I know plenty of people who refuse to order steak at a restaurant.
‘It’s boring!’, they cry, followed by a dubious claim that they whip up the same experience at home with a pack of Tesco’s Finest Rump cut and some oven chips foraged from the depths of the freezer.
That’s fine.
The destiny of their dinner is their own to decide, and if they’re keen to get adventurous whenever someone else is doing the cooking then more power to them.
But if it’s there on the menu, there’s little I can do to resist the call of a fat fillet steak, served medium rare with crispy golden chips and a full-bodied Malbec on the side.
Maybe it’s the part of me that still feels it’s an act of rebellion against after years of following a vegan diet.
Or maybe, it’s a case of craving something simple when eating out off the clock, knowing that without a pending review, I don’t have to choose the most flamboyant of dishes or attempt to identify the long list of ingredients usually involved in its craft.
Either way, to me, there’s no greater indulgence than a perfectly cooked steak.
Cue the latest update from Six Company, the hard-working group behind Six by Nico which has in the past year been dipping its fingers into many a pie in the Scottish hospitality scene.
The group’s Beat 6 in Bearsden, a project which has raised astonishing amounts of money for the Beatson Cancer Charity, has this month been reinvented as a Spanish steak restaurant with an interior makeover to boot.
The fundraising mission, however, remains the same with an ambitious goal of reaching the £ 2 million milestone under the new persona of Bamboleo.
We visited on their first Saturday in business, making the most of a lazy afternoon to embark on the 20-minute train journey from Glasgow Queen Street to Hillfoot.

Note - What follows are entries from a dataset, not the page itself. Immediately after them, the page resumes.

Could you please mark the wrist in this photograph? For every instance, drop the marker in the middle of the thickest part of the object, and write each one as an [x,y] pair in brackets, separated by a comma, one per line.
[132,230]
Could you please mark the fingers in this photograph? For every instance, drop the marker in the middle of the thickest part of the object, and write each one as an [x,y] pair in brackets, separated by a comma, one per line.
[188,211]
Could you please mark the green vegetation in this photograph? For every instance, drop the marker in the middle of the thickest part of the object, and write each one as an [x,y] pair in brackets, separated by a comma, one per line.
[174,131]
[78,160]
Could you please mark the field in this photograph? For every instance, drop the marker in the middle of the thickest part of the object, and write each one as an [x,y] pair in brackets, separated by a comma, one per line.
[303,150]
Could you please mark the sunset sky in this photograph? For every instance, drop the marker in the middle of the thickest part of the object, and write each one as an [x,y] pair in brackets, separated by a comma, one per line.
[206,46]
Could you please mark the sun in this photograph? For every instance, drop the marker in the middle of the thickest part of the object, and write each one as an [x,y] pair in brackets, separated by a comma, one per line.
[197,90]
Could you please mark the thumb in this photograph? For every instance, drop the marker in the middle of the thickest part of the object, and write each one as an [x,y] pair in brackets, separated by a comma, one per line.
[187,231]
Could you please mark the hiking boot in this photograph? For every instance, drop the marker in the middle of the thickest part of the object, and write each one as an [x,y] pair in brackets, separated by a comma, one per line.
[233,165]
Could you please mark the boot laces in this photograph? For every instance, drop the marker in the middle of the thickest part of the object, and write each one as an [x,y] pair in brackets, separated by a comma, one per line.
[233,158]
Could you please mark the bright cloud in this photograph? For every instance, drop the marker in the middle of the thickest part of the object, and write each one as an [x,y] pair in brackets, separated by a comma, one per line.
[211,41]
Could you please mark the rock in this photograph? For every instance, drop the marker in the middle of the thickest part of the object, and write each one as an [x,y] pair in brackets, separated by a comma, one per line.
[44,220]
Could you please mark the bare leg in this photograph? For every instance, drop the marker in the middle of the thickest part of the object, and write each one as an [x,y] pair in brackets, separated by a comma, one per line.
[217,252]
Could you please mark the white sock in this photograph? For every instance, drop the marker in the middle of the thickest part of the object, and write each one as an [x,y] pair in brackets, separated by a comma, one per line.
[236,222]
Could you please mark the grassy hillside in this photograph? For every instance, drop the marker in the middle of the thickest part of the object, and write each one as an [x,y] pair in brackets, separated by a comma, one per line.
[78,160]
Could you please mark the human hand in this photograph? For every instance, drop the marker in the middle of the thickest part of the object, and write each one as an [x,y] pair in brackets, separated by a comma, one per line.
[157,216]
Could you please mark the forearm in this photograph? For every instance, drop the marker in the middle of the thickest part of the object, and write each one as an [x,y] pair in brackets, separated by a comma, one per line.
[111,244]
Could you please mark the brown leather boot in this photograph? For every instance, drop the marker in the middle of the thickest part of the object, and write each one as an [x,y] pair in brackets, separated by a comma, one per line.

Guided in our menu choices by a fantastic team, we start with pork cheek that melts with the lightest of pressure into a rich stew-like sauce, sourdough bread with tangy olive tapenade and serrano ham with fresh mint leaves.

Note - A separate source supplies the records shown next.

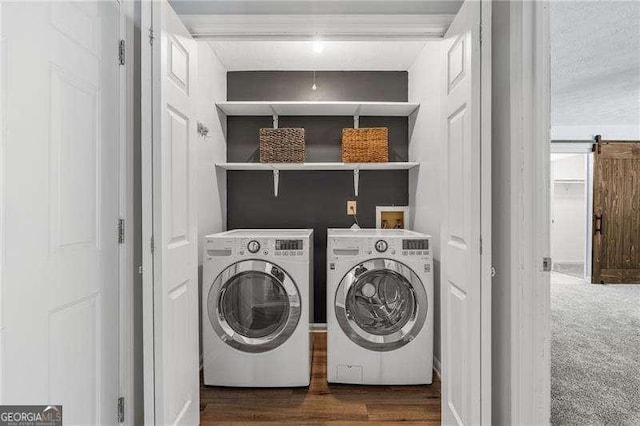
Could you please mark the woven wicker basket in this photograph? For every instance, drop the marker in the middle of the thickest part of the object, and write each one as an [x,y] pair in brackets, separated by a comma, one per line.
[367,145]
[282,145]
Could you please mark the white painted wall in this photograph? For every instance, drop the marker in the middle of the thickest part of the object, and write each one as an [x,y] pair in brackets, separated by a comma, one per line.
[568,208]
[211,185]
[426,84]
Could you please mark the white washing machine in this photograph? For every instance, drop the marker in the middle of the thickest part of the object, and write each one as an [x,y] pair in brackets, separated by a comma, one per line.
[256,308]
[379,307]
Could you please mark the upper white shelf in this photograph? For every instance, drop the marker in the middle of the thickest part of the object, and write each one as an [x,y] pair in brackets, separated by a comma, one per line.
[393,109]
[275,168]
[400,165]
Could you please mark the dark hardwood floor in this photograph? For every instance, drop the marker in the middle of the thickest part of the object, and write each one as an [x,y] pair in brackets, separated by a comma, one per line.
[321,403]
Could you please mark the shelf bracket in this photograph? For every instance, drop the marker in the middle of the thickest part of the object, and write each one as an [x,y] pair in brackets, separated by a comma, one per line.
[356,180]
[276,181]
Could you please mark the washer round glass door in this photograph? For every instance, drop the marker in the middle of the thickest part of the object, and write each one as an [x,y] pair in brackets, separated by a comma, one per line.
[254,306]
[381,304]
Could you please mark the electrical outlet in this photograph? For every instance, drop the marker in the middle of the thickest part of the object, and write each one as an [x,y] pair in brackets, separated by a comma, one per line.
[352,207]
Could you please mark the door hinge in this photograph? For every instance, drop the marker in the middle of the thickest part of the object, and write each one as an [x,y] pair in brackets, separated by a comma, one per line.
[121,410]
[597,147]
[121,52]
[120,231]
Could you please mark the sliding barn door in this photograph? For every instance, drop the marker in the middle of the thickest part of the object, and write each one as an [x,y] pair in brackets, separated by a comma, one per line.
[616,213]
[59,295]
[174,365]
[461,246]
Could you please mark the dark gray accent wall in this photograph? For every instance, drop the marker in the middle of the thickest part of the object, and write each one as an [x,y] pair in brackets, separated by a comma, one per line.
[313,199]
[381,86]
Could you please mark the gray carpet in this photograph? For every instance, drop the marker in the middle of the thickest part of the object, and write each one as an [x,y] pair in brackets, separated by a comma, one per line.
[595,353]
[575,269]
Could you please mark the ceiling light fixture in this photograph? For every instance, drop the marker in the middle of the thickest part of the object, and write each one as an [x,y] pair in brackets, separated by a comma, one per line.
[318,46]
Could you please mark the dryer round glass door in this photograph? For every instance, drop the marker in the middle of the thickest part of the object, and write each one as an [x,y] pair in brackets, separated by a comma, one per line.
[381,304]
[254,306]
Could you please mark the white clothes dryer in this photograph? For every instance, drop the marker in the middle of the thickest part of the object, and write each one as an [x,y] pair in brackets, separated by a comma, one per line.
[379,307]
[257,307]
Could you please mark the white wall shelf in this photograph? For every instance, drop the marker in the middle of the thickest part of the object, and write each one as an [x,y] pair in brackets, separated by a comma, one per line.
[355,109]
[355,167]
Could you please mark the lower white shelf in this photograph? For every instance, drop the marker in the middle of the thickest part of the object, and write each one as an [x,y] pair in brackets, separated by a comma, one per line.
[400,165]
[355,167]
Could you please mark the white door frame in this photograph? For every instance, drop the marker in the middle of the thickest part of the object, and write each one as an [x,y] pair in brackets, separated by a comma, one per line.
[146,153]
[147,208]
[486,203]
[125,199]
[530,387]
[127,267]
[585,148]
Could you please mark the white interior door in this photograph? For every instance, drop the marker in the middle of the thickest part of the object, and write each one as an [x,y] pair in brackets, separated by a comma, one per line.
[60,207]
[175,369]
[462,263]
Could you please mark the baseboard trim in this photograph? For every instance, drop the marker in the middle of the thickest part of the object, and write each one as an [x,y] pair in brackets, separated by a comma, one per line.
[437,367]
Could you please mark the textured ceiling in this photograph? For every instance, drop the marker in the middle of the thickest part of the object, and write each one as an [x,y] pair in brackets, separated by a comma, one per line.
[297,7]
[595,63]
[300,56]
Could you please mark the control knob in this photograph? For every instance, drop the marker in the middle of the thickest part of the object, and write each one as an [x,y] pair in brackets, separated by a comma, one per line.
[253,246]
[381,246]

As for the mains, sharing platters of cote de boeuf or chateaubriand are proving very popular with the tables surrounding us, but we instead decide to keep things simple by sticking to our own preferences for cut and cooking.

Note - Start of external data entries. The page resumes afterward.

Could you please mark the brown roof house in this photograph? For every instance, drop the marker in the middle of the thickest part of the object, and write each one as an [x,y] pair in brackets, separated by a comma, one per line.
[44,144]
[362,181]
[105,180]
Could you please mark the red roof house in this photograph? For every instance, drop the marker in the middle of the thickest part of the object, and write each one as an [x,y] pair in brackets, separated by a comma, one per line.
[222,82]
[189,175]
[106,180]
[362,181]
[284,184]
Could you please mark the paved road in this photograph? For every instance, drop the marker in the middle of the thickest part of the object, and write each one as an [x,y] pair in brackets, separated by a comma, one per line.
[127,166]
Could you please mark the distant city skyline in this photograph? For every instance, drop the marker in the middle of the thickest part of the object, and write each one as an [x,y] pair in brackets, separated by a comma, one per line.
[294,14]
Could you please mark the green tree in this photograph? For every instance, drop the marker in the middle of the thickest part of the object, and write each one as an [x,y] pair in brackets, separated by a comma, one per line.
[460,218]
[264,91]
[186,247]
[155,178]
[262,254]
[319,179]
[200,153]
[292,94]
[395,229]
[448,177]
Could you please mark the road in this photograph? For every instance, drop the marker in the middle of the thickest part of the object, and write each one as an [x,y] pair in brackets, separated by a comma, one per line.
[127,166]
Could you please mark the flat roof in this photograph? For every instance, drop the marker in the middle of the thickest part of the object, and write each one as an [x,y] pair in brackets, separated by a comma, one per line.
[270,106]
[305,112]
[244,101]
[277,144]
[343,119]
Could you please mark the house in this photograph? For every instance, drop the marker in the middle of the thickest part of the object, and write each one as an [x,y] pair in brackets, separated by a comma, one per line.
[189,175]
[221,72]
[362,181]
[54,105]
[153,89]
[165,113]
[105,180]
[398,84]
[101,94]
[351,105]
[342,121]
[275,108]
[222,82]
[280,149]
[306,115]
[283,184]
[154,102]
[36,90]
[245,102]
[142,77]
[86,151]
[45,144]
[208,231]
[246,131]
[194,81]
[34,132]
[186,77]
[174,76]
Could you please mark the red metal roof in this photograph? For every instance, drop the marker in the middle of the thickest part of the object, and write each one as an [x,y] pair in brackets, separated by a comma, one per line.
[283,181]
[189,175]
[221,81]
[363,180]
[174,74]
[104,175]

Both the sirloin and ribeye are knockouts, with thick chips sizzling hot from the frier and a side of zingy, fresh tomato salad to add a pleasing pop of colour to these otherwise veggie-free plates.
Then there’s that peppercorn sauce, so good, it takes all of one taste for my friend to order her own pot in a fit of food envy.
It’s all you could ask for in a slap-up weekend lunch and more, in a restaurant which already feels right at home in its cosy corner unit in suburbia.
And with all the profits going straight to the Beatson Cancer Charity, what better reason could there be to indulge?
Bamboleo is located at 149 Milngavie Road in Bearsden.